In a third aspect, the present invention provides an electronic device comprising: a memory, a processor and a computer program stored on the memory and executable on the processor, the processor implementing the speech synthesis method according to any of the preceding embodiments when executing the program.
In a fourth aspect, the present invention provides a storage medium, where the storage medium includes a computer program, and the computer program controls, when running, an electronic device in which the storage medium is located to execute the speech synthesis method according to any of the foregoing embodiments.
According to the voice synthesis method and device, the electronic device and the storage medium, the synthetic audio is obtained by inputting the logarithmic Mel energy spectrum of the voice data to be processed into the preset voice synthesis model, the synthetic audio can be obtained through the logarithmic Mel energy spectrum, and the problem that the voice synthesis efficiency is low due to the fact that the number of parameters needed by the voice synthesis method in the prior art is large is solved.
Drawings
In order to more clearly illustrate the technical solutions of the embodiments of the present application, the drawings that are required to be used in the embodiments will be briefly described below, it should be understood that the following drawings only illustrate some embodiments of the present application and therefore should not be considered as limiting the scope, and for those skilled in the art, other related drawings can be obtained from the drawings without inventive effort.
Fig. 1 shows a block diagram of a speech synthesis system provided in an embodiment of the present application.
Fig. 2 shows a block diagram of an electronic device according to an embodiment of the present application.
Fig. 3 is a flowchart of a speech synthesis method according to an embodiment of the present application.
Fig. 4 is a block diagram of a speech synthesis apparatus according to an embodiment of the present application.

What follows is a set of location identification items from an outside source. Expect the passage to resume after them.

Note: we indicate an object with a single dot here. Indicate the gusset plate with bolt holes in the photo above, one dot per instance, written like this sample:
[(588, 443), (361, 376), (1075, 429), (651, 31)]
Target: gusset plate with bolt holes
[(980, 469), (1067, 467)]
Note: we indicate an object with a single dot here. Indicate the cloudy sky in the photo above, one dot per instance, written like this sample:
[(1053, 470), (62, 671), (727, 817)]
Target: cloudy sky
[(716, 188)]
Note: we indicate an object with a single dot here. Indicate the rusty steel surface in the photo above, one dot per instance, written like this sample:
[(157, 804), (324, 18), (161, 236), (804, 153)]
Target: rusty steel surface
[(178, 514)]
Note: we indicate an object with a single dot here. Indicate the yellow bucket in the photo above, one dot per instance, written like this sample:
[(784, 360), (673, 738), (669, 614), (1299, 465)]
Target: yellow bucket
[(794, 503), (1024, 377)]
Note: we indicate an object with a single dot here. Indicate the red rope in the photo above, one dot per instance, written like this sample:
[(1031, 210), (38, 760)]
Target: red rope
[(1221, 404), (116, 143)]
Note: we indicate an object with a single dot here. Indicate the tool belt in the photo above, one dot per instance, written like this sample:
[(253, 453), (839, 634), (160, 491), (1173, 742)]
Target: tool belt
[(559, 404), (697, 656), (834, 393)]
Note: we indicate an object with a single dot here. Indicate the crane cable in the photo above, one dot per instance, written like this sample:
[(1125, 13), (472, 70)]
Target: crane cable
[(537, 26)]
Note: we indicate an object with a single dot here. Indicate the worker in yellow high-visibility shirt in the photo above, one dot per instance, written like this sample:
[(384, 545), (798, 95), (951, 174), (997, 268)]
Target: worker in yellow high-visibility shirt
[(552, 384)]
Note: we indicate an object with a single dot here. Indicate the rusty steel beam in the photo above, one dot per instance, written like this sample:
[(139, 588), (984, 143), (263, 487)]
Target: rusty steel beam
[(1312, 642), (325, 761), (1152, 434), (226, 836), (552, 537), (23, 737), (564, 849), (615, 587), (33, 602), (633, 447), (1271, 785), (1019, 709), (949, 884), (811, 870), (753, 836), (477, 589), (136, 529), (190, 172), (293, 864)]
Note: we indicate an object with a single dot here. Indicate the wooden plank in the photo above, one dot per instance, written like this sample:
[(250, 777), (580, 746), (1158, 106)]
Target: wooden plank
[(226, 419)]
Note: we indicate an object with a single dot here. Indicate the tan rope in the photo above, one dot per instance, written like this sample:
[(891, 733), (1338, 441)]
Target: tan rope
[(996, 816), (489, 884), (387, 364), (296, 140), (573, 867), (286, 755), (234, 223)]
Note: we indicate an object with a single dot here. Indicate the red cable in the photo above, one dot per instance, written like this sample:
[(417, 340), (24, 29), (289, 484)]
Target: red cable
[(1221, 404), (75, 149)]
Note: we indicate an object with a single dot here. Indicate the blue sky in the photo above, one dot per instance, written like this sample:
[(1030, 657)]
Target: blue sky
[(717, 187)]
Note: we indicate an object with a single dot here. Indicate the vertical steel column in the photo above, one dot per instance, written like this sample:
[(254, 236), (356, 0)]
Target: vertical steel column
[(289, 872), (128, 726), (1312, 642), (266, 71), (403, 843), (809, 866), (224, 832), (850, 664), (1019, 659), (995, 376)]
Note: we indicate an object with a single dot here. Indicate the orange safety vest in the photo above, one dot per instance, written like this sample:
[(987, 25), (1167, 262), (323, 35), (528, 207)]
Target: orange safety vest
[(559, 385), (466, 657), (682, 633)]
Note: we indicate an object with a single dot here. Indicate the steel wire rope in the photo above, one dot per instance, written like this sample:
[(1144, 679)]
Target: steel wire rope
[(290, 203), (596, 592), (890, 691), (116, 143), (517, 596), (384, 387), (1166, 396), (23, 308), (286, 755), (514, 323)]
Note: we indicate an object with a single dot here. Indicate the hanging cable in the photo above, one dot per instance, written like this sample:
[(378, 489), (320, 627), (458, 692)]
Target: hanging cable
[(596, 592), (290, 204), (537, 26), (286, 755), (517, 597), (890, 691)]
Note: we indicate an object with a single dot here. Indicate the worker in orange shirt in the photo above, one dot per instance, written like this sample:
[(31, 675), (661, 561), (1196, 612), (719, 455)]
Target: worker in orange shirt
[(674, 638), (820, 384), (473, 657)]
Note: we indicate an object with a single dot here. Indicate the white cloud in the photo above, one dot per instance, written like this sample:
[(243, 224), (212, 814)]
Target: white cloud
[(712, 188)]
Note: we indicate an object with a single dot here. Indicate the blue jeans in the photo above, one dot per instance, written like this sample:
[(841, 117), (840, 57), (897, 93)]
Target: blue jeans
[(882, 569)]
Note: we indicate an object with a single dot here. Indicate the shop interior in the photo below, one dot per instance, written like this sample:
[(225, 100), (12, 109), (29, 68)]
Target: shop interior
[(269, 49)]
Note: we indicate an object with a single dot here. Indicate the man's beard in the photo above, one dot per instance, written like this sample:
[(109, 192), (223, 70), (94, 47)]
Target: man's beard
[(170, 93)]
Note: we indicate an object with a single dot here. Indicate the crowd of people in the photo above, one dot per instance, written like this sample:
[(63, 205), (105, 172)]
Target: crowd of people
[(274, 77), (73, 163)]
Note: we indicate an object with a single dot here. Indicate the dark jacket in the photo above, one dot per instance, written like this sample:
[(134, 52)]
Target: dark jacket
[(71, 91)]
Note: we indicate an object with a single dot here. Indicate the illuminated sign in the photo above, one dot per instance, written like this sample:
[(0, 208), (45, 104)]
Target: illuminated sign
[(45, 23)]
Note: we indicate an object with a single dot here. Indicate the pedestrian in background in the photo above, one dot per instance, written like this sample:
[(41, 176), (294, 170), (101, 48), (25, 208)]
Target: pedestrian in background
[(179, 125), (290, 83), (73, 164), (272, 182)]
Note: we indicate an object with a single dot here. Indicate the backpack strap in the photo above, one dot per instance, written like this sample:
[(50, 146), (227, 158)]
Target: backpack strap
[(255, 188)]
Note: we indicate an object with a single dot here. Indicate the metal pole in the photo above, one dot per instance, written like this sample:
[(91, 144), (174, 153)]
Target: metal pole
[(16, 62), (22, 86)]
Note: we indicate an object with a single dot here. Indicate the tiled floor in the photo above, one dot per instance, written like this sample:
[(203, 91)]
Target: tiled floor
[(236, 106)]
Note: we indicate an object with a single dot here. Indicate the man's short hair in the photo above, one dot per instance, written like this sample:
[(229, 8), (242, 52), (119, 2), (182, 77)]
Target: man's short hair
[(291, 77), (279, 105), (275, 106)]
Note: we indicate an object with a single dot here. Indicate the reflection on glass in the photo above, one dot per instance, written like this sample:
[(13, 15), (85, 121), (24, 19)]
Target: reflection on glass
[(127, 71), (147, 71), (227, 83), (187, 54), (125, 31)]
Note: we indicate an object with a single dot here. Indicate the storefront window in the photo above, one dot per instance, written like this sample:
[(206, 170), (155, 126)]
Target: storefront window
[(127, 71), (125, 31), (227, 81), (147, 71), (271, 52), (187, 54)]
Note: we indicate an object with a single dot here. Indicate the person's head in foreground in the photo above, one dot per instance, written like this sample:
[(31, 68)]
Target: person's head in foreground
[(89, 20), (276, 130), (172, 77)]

Icon: 10-a speech synthesis system; 100-an electronic device; 110 — a first memory; 120-a first processor; 130-a communication module; 200-a collection device; 400-speech synthesis means; 410-a data acquisition module; 420-speech synthesis module.
Detailed Description
In order to improve at least one of the above technical problems of the present application, embodiments of the present application provide a speech synthesis method and apparatus, an electronic device, and a storage medium, and the following describes technical solutions of the present application through possible implementations.

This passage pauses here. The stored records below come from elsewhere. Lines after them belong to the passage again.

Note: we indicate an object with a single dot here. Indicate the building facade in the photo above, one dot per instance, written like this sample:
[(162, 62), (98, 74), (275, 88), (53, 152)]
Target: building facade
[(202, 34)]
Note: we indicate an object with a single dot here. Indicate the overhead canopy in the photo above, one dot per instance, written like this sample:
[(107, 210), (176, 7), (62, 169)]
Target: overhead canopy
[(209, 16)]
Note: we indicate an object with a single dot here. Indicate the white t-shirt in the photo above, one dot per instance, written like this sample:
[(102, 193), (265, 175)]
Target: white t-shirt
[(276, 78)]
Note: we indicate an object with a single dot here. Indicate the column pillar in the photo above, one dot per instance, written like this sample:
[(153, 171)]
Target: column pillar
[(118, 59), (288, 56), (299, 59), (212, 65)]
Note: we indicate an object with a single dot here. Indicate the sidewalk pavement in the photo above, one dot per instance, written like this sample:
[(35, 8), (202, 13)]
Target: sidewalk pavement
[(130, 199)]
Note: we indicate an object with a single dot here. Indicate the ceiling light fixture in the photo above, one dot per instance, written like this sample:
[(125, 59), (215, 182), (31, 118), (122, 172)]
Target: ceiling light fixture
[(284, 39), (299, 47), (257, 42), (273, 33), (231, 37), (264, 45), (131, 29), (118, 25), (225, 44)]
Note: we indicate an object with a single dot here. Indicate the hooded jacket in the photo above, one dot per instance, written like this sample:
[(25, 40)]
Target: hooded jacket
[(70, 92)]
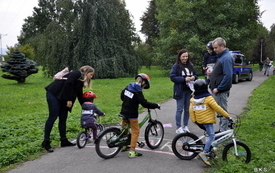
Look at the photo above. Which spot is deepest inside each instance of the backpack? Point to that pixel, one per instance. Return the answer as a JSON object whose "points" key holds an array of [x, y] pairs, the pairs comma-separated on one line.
{"points": [[59, 75]]}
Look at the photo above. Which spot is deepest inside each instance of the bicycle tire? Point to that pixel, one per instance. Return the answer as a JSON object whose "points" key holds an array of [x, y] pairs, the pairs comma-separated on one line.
{"points": [[180, 146], [243, 152], [100, 127], [101, 145], [81, 140], [154, 134]]}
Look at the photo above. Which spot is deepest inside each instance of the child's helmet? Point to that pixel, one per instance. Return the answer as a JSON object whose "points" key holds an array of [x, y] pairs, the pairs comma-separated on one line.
{"points": [[89, 94], [200, 84], [209, 45], [145, 78]]}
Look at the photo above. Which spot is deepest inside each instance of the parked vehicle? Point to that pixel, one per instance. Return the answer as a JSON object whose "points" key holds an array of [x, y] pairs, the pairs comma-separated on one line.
{"points": [[242, 69]]}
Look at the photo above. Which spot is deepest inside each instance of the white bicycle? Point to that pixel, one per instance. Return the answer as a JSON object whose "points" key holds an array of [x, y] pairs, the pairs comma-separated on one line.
{"points": [[187, 146]]}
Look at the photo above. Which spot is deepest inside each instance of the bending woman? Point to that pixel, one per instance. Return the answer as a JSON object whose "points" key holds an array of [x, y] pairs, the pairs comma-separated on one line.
{"points": [[61, 95]]}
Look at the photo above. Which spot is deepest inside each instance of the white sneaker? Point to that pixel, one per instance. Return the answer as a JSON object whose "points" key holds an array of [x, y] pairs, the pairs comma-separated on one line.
{"points": [[186, 129], [180, 130]]}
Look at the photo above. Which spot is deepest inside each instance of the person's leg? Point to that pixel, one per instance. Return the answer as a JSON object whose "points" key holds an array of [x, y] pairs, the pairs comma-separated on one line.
{"points": [[134, 138], [54, 108], [211, 136], [94, 128], [62, 126], [179, 111], [221, 99], [186, 104], [63, 115], [134, 133], [267, 70]]}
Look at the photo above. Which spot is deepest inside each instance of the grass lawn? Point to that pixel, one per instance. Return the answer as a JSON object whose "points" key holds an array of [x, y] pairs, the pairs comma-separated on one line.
{"points": [[23, 111]]}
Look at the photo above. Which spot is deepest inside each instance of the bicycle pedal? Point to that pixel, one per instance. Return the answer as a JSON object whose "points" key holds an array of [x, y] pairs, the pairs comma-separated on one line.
{"points": [[141, 144]]}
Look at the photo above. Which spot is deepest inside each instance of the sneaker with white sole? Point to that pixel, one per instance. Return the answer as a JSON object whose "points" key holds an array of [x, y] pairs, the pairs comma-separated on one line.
{"points": [[180, 130], [125, 148], [134, 154], [185, 128], [205, 158]]}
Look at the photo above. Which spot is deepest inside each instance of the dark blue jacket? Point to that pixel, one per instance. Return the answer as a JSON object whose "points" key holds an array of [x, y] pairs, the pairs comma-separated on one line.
{"points": [[179, 80], [221, 77], [132, 96]]}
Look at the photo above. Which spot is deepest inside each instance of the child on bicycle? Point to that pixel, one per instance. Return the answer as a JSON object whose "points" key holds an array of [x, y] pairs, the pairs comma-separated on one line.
{"points": [[202, 112], [90, 112], [132, 96]]}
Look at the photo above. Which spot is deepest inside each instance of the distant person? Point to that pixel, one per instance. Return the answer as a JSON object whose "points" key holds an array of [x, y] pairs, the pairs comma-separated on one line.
{"points": [[183, 74], [90, 112], [131, 97], [267, 64], [221, 78], [61, 95], [203, 108], [209, 59]]}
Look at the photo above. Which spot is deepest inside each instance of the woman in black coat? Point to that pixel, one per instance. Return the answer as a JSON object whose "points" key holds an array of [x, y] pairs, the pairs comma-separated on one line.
{"points": [[61, 95]]}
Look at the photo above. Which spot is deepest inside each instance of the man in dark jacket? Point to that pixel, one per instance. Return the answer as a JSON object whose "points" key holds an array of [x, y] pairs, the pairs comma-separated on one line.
{"points": [[221, 77], [132, 96]]}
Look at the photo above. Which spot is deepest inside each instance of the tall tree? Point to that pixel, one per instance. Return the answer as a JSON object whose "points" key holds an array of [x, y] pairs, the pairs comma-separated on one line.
{"points": [[94, 32], [191, 24]]}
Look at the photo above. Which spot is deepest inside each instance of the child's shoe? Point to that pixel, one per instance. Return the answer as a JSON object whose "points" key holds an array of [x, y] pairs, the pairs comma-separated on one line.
{"points": [[186, 129], [205, 158], [125, 148], [134, 154], [180, 130]]}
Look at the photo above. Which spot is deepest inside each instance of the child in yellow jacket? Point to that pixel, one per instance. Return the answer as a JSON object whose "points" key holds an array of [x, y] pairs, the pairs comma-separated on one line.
{"points": [[203, 108]]}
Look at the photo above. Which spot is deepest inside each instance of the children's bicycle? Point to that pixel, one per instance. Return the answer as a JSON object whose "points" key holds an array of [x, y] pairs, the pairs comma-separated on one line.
{"points": [[87, 135], [111, 140], [187, 146]]}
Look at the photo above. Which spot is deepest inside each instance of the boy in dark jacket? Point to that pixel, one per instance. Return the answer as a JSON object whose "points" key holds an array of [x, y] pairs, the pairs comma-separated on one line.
{"points": [[90, 112], [132, 96]]}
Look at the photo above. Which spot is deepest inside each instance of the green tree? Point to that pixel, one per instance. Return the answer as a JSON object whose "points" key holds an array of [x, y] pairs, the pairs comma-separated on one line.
{"points": [[89, 32], [191, 24], [271, 43], [19, 67]]}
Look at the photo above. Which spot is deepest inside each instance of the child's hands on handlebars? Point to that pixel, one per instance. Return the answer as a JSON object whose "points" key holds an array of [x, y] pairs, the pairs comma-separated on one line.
{"points": [[158, 106]]}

The defects existing in the above solutions are the results obtained after the inventor has practiced and studied carefully, so the discovery process of the above problems and the solutions proposed by the embodiments of the present application in the following description to the above problems should be the contributions made by the inventor in the invention process.
In order to make the objects, technical solutions and advantages of the embodiments of the present application clearer, the technical solutions in the embodiments of the present application will be clearly and completely described below with reference to the drawings in the embodiments of the present application, and it is obvious that the described embodiments are some embodiments of the present application, but not all embodiments. The components of the embodiments of the present application, generally described and illustrated in the figures herein, can be arranged and designed in a wide variety of different configurations.

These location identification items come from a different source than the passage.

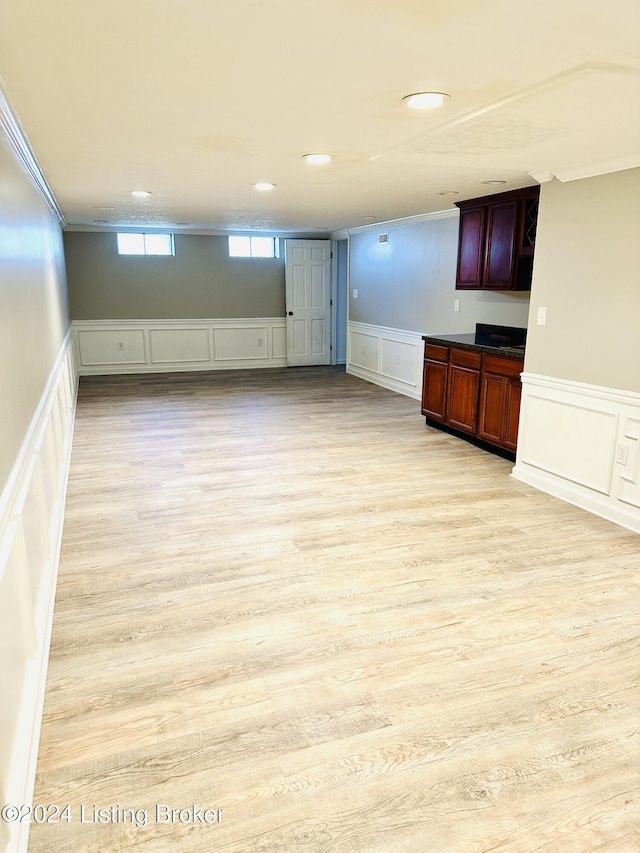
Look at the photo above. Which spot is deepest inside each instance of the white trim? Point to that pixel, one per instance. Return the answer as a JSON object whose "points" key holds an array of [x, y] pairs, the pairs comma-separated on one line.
{"points": [[567, 446], [19, 142], [406, 220], [130, 346], [31, 522], [385, 356]]}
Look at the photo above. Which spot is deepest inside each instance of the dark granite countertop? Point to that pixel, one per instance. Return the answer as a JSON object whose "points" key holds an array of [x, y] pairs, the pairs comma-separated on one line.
{"points": [[467, 341]]}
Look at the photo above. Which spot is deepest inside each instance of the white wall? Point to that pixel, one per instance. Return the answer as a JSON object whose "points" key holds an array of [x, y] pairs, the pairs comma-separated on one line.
{"points": [[580, 419], [37, 386], [406, 287]]}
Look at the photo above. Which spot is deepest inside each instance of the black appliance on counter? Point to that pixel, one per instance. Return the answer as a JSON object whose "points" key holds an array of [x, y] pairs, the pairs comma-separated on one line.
{"points": [[504, 337]]}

Thus, the following detailed description of the embodiments of the present application, presented in the accompanying drawings, is not intended to limit the scope of the claimed application, but is merely representative of selected embodiments of the application. All other embodiments, which can be derived by a person skilled in the art from the embodiments given herein without making any creative effort, shall fall within the protection scope of the present application.
It is to be noted that the terms "comprises," "comprising," or any other variation thereof, are intended to cover a non-exclusive inclusion, such that a process, method, article, or apparatus that comprises a list of elements does not include only those elements but may include other elements not expressly listed or inherent to such process, method, article, or apparatus. Without further limitation, an element defined by the phrase "comprising an … …" does not exclude the presence of other identical elements in a process, method, article, or apparatus that comprises the element.
It should be noted that: like reference numbers and letters refer to like items in the following figures, and thus, once an item is defined in one figure, it need not be further defined and explained in subsequent figures.
It should be noted that the features of the embodiments of the present application may be combined with each other without conflict.
Fig. 1 is a block diagram of a speech synthesis system 10 provided in an embodiment of the present application, which provides a possible implementation manner of the speech synthesis system 10, and referring to fig. 1, the speech synthesis system 10 may include one or more of an electronic device 100 and an acquisition device 200.
The acquisition device 200 sends the acquired to-be-processed voice data to the electronic device 100, the electronic device 100 obtains a logarithmic mel energy spectrum of the to-be-processed voice data, and the logarithmic mel energy spectrum of the to-be-processed voice data is input into a preset voice synthesis model to obtain a first synthesis audio.
Optionally, the specific type of the collecting device 200 is not limited, and may be set according to the actual application requirement. For example, in an alternative example, the capture device 200 may be the same device as the electronic device 100, and perform the speech synthesis process directly on the captured speech data.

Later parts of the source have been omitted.